Un matin comme les autres, dans une sorte de petit paradis rugueux, entre bois, lac et montagne, d'un coin de l'état de Washington. Pete Martell ne sait pas qu'en se rendant aux bords du lac, pour y pêcher, qu'il va y trouver un drôle de poisson. Le corps d'une jeune femme, Laura Palmer (Sheryll Lee), nue, assassinée et... enveloppée de plastique.
Ces derniers mots, prononcés au téléphone après quelques minutes seulement, sont à l'origine d'une tempête télévisuelle comme il y en a eu rarement, et qui se poursuit aujourd'hui.
Virtuellement, toute la télévision d'aujourd'hui, ou ce qui en tient lieu, de HBO à Netflix, tient dans ce "Wrapped in plastic" prononcé par Pete Martell (Jack Nance), hagard, au shérif Harry S. Truman (Michael Ontkean). Et pour commencer, la première conséquence de cet enchaînement de coups de théâtre, rondement menés, sera que le public accroché du premier coup va faire un triomphe à la série Twin Peaks...
On y suit (plus ou moins) l'enquête menée par le shérif Truman, qui est confronté à des rebondissements qui le laissent complètement à côté de la plaque, mais surtout par l'intrigant, l'étrange, le flamboyant Dale Cooper (Kyle McLachlan), agent du FBI qui est aussi fantasque du reste que l'investigation elle-même.

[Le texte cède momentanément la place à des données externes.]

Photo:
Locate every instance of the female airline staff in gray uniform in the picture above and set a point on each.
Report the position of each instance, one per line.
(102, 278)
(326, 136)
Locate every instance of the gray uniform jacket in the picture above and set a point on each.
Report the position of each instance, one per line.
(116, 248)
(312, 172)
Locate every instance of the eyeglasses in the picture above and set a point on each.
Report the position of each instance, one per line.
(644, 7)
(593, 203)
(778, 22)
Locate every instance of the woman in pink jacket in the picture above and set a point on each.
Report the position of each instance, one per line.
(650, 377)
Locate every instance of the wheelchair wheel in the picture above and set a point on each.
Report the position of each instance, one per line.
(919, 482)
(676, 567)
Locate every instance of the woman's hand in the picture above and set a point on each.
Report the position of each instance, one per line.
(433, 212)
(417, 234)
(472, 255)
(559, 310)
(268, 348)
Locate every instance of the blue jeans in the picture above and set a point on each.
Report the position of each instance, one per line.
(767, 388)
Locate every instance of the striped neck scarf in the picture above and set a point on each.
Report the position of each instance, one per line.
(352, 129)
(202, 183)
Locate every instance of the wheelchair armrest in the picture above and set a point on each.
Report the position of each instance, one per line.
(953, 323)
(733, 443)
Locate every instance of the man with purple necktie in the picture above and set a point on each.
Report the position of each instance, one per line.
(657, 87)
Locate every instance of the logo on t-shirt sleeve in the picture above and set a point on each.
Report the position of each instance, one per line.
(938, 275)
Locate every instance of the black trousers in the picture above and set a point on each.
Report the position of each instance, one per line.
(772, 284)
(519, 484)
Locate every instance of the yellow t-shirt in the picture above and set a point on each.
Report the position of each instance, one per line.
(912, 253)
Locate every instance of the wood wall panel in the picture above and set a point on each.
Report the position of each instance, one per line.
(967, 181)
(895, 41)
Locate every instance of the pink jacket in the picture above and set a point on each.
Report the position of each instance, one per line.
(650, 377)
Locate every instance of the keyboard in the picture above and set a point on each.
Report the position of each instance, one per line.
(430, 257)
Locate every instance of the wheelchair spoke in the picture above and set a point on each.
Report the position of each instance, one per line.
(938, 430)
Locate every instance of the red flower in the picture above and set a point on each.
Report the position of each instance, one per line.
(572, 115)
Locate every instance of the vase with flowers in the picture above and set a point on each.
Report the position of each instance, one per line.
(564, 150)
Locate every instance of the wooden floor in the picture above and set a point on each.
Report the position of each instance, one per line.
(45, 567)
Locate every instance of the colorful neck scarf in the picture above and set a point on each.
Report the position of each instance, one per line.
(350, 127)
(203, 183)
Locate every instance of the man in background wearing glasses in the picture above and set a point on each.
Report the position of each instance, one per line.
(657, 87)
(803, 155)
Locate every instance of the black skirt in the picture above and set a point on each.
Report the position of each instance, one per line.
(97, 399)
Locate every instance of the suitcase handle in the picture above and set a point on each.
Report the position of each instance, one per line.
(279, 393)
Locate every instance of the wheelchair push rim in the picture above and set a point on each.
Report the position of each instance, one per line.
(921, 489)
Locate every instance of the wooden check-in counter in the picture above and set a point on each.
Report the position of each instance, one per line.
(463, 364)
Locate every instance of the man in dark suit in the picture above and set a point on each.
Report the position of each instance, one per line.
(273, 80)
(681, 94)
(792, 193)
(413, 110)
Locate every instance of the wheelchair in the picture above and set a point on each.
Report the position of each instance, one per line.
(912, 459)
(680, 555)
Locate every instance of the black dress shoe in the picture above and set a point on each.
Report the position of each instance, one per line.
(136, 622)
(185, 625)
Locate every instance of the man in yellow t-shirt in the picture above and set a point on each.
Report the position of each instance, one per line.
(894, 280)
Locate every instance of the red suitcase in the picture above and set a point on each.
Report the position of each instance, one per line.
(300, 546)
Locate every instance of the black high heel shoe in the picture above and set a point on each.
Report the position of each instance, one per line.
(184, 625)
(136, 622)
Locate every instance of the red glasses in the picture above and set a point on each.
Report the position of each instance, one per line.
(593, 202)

Sous couvert d'enquête policière et d'enchaînement de péripéties, on se paie une croisière de luxe au pays peu reluisant de l'âme profonde Américaine, celle qui vit dans les bois, qui mange de la tarte aux pommes, et qui tire sur tout ce qui bouge, tout en fustigeant les moeurs fortement dissolues de la jeunesse. Tout le monde à Twin Peaks a un ou plusieurs squelettes dans le placard, et tant qu'on est à énumérer, tout le monde a aussi, semble-t-il, un estropié, ou un handicapé à la maison. Ceux qui ont fréquenté les films de Luis Bunuel savent que ça ne présage rien de bon...

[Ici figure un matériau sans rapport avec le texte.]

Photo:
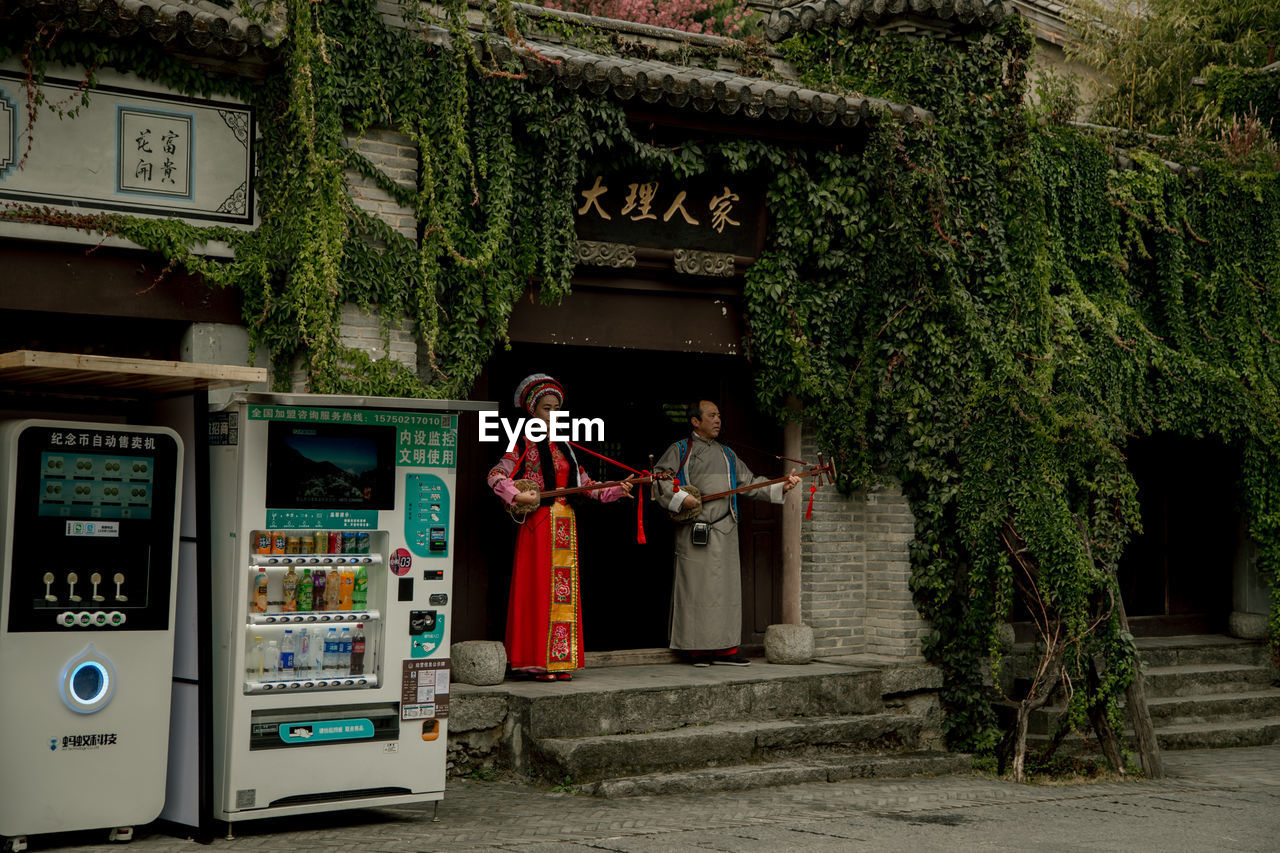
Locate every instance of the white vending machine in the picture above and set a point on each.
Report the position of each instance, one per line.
(88, 532)
(332, 551)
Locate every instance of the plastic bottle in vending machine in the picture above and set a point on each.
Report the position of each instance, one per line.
(305, 588)
(272, 661)
(346, 588)
(332, 644)
(360, 591)
(316, 644)
(254, 660)
(302, 655)
(344, 652)
(357, 651)
(260, 591)
(287, 655)
(333, 591)
(291, 591)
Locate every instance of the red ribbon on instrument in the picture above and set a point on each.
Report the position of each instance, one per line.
(640, 537)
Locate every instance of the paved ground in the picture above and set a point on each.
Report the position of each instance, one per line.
(1224, 799)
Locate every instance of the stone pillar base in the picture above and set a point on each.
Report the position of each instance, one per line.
(1247, 625)
(789, 643)
(483, 662)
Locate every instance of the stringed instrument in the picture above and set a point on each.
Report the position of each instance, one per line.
(521, 510)
(823, 474)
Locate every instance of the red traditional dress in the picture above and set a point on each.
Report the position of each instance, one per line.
(544, 614)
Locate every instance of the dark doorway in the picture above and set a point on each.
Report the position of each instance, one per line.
(1176, 575)
(640, 396)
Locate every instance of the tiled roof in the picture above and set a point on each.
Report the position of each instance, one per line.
(695, 89)
(197, 26)
(850, 13)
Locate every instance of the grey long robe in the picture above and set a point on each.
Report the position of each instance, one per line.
(707, 592)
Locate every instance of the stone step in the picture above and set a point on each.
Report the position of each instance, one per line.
(1198, 679)
(1215, 735)
(1170, 711)
(649, 698)
(1178, 651)
(720, 744)
(1215, 707)
(784, 772)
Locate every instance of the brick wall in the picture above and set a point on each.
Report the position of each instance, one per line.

Cette descente rigolarde et pince-sans-rire aux enfers de l'Amérique profonde, à travers ses diners et ses coffee houses se pare des plus beaux atours du soap opera, interprété dans un semblant de premier degré impressionnant, ce qui n'empêche jamais le spectateur attentif de trouver de quoi rire. Et ce dès ce pilote... Les personnages les plus excentriques de la série ne sont pas encore tous là (à commencer par David Lynch en agent du FBI sourd comme un pot, ou les développements les plus inattendus du personnage de Nadine, über-matrone aux super-pouvoirs qui sème la terreur sur le campus lors de scènes des plus mémorables...), mais au moins on a Dale Cooper... Et le personnage de détective venu de la grande ville, qui tombe amoureux de la petite communauté de Twin Peaks (mais pourquoi, d'ailleurs?), lui aussi, possède son lot d'idiosyncrasies, entre ses goûts pour les tartes et le café, et ses émerveillements systématiques devant les joies de Twin Peaks (Comment s'appellent ces arbres? Mais... ce sont des oiseaux, n'est-ce-pas? Quel calme! etc...): bref, il a trouvé son bonheur, et ce n'est pas étonnant, vu qu'il est probablement aussi fêlé que l'habitant moyen!
Concoctées en 1989 pour obtenir le feu vert d'ABC en vue de la création d'une série, ces quatre-vingt-dix minutes ont aussi été montrées en salles dans une version (Who killed Laura Palmer?) qui vire en fin de parcours au cauchemar réjouissant. Sinon, qui a tué Laura Palmer? Euh... bonne question. Mais ces 90 minutes de préambule à la série la plus influente de tous les temps, sont belles comme la rencontre fortuite sur une table de dissection d'une machine à coudre et d'un parapluie.